Were our ancestors tadpoles swimming around until evolution took us from fins to fingers? Paleontologists have not had luck connecting fins with hands, because they were studying the wrong fish, according to a study published in the "Proceedings of the National Academy of Sciences."
The genome of the spotted gar was recently sequenced and scientists found the genetic components necessary for the transformation.
"Fossils show that the wrist and digits clearly have an aquatic origin," said Neil Shubin, the Robert R. Bensley Professor of organismal biology and anatomy at the University of Chicago, according to Science Daily. "But fins and limbs have different purposes. They have evolved in different directions since they diverged. We wanted to explore, and better understand, their connections by adding genetic and molecular data to what we already know from the fossil record."

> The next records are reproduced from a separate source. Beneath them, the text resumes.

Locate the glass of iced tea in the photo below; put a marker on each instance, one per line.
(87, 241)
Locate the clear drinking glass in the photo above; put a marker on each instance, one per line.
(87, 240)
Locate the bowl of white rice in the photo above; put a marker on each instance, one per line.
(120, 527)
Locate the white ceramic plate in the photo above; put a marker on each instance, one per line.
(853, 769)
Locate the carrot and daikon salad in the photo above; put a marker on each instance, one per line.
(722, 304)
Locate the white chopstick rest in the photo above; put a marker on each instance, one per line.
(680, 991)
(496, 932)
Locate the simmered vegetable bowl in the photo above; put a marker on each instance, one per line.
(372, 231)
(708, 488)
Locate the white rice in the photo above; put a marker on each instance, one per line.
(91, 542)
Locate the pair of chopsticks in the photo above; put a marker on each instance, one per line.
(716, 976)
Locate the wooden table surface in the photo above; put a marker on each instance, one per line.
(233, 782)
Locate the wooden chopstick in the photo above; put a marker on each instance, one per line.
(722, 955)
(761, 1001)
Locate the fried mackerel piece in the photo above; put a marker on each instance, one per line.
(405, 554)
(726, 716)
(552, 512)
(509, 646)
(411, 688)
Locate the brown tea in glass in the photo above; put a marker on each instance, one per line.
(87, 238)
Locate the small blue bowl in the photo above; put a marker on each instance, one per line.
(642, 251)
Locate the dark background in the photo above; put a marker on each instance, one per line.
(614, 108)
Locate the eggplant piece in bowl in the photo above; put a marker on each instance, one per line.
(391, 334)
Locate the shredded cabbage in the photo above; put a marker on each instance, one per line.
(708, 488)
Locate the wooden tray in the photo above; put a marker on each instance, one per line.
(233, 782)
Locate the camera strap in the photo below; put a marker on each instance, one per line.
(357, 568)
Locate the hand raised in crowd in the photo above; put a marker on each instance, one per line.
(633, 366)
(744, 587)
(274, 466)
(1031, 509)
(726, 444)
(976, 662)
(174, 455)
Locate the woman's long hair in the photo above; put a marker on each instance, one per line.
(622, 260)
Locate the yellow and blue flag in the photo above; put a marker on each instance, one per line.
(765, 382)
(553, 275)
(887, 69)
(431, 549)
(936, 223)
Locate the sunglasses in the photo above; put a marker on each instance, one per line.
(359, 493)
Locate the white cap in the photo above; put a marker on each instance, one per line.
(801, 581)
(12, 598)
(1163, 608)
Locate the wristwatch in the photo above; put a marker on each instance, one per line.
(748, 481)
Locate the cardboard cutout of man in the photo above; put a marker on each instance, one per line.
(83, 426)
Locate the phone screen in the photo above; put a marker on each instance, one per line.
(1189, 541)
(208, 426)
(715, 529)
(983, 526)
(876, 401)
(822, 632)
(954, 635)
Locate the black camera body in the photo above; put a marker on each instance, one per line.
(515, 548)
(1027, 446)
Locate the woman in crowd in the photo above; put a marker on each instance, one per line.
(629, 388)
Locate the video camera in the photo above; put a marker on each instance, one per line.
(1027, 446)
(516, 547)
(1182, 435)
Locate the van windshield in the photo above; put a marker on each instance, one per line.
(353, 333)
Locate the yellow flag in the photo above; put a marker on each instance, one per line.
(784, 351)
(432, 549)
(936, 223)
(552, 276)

Teleost fish, the group of fish that are usually caught for sport, were studied extensively, but the researchers found "a lack of sequence conservation" in teleost species, according to Science Daily. Teleost fish have gone through whole-genome duplication after the fish broke out of the group that became tetrapods.
"The genetic switches that control autopod-building genes were able to drift and shuffle, allowing them to change some of their function, as well as making them harder to identify in comparisons to other animals, such as mice," said Andrew Gehrke, a graduate student in the Shubin lab and lead author of the study, according to Science Daily.
The spotted gar is one boney fish that did not go through whole genome duplication, according to Science Daily. The North American freshwater fish took their own path before the genome duplication.
Scientists tested their theory by inserting gar gene switches that control fin development into mice and found activity that was "nearly indistinguishable" from the mouse genome, according to Science Daily.
"Overall, our results provide regulatory support for an ancient origin of the 'late' phase of Hox expression that is responsible for building the autopod," researchers concluded.